So the jackpot in the Ohio lottery is around 25 million, and the chance of winning it is one in roughly 14 million, with tickets at 1 dollar a piece. It appears to me that roughly a quarter million tickets are sold each drawing; so, supposing you win, the probability of someone else also winning is 1 - (1 - 1/14e6)^{250000}=2%, which does not significantly reduce the expectation value of a ticket. So, unless I'm making a silly mistake somewhere, buying lottery tickets has positive expected value. (I find this counterintuitive; where are all the economists who should be picking up this free money? But I digress.)
I pointed this out to my wife, and said that it might be worth putting a dollar into it; and she very cogently asked, "Then why not make it 100 dollars?" Why not, indeed! Is there any sensible way of deciding how much to put into an option that has a positive expected value, but very low chance of payoff?

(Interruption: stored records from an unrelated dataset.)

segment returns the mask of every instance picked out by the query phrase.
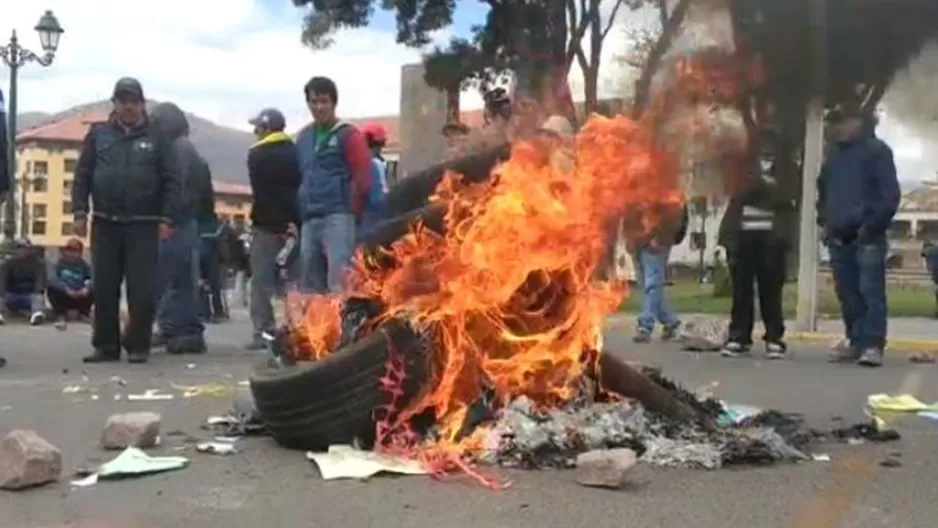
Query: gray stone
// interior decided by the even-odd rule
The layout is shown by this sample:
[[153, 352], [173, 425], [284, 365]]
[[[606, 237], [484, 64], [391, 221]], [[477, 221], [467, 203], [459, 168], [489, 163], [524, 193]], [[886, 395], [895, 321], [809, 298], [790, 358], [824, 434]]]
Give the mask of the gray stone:
[[583, 486], [618, 489], [638, 463], [631, 449], [596, 449], [576, 457], [576, 481]]
[[41, 486], [61, 474], [62, 452], [34, 431], [17, 429], [0, 440], [0, 489]]
[[446, 94], [427, 85], [423, 76], [423, 63], [401, 66], [399, 178], [406, 178], [443, 159]]
[[156, 447], [161, 421], [162, 417], [154, 412], [115, 414], [104, 425], [101, 445], [105, 449]]

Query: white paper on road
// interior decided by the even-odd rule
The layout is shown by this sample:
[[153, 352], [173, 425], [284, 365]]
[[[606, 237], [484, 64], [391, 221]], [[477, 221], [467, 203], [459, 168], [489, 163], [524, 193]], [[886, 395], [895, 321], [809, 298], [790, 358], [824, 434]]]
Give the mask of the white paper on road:
[[316, 463], [323, 480], [363, 479], [378, 473], [427, 474], [427, 471], [414, 460], [373, 451], [362, 451], [350, 445], [332, 445], [326, 453], [310, 451], [306, 453], [306, 458]]
[[172, 394], [161, 394], [159, 389], [148, 389], [143, 394], [128, 394], [127, 399], [132, 401], [158, 401], [172, 400]]
[[151, 457], [136, 447], [128, 447], [109, 462], [105, 462], [98, 471], [87, 477], [72, 481], [73, 486], [91, 486], [104, 479], [120, 479], [151, 475], [182, 469], [189, 465], [189, 459], [181, 456]]

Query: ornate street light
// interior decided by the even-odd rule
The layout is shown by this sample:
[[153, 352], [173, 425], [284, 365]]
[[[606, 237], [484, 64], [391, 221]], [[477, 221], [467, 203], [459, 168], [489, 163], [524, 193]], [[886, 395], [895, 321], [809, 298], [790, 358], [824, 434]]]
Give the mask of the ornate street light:
[[[3, 226], [3, 234], [7, 240], [12, 240], [16, 235], [16, 81], [17, 73], [20, 67], [27, 63], [36, 62], [41, 66], [49, 66], [55, 58], [55, 52], [59, 48], [59, 39], [65, 30], [59, 25], [59, 20], [55, 18], [51, 10], [46, 10], [35, 30], [39, 33], [39, 44], [42, 46], [42, 55], [36, 54], [19, 43], [16, 36], [16, 30], [10, 35], [10, 43], [6, 46], [0, 46], [0, 58], [10, 67], [10, 93], [9, 107], [7, 108], [7, 135], [9, 142], [7, 144], [7, 163], [9, 164], [10, 174], [10, 193], [6, 201], [6, 218]], [[23, 185], [21, 192], [25, 192]], [[25, 226], [24, 226], [25, 227]]]

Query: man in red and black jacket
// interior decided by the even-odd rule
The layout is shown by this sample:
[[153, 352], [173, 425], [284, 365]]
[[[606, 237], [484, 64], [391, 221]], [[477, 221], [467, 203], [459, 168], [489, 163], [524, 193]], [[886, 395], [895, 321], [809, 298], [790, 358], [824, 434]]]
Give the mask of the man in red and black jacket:
[[251, 322], [252, 350], [265, 347], [261, 335], [276, 327], [271, 297], [277, 291], [277, 253], [289, 236], [297, 236], [300, 224], [297, 190], [300, 166], [296, 145], [284, 133], [286, 119], [275, 108], [267, 108], [251, 119], [258, 141], [248, 151], [248, 176], [254, 204], [251, 224]]
[[[0, 90], [0, 207], [10, 191], [10, 167], [7, 161], [7, 115], [3, 101], [3, 90]], [[6, 365], [7, 360], [0, 356], [0, 367]]]

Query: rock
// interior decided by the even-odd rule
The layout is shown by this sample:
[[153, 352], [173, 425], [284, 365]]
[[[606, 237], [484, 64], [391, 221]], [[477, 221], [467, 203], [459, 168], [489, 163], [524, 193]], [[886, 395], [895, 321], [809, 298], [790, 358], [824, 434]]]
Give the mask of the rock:
[[727, 322], [721, 319], [692, 317], [681, 327], [677, 341], [682, 350], [715, 352], [726, 343], [727, 328]]
[[17, 429], [0, 440], [0, 489], [41, 486], [61, 474], [62, 452], [34, 431]]
[[621, 488], [638, 463], [631, 449], [596, 449], [576, 457], [576, 481], [583, 486]]
[[101, 445], [105, 449], [156, 447], [161, 421], [162, 417], [154, 412], [115, 414], [104, 425]]

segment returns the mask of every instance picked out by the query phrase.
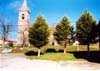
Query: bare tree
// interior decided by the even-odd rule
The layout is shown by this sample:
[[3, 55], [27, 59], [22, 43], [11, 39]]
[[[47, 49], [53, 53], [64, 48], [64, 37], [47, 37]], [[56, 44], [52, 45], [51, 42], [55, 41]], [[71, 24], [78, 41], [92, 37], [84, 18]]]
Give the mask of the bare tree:
[[0, 17], [0, 36], [3, 40], [3, 47], [5, 47], [5, 42], [8, 39], [8, 35], [11, 32], [12, 25], [6, 21], [4, 17]]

Admittedly this is the weakest part of the argument. I looked at the revenue for 2011, 42 million, and divided by the number of drawings, 3 per week for 52 weeks. Obviously this would miss a recent spike in sales. However, I tried the probability with some theoretical numbers, and to get a probability of someone else winning that significantly affects the expectation value, the number of tickets sold has to go way, way up from that baseline quarter million. A full order of magnitude increase in sales, to 2.5 million, only gets you a 17% probability of sharing the jackpot, conditioned on you winning.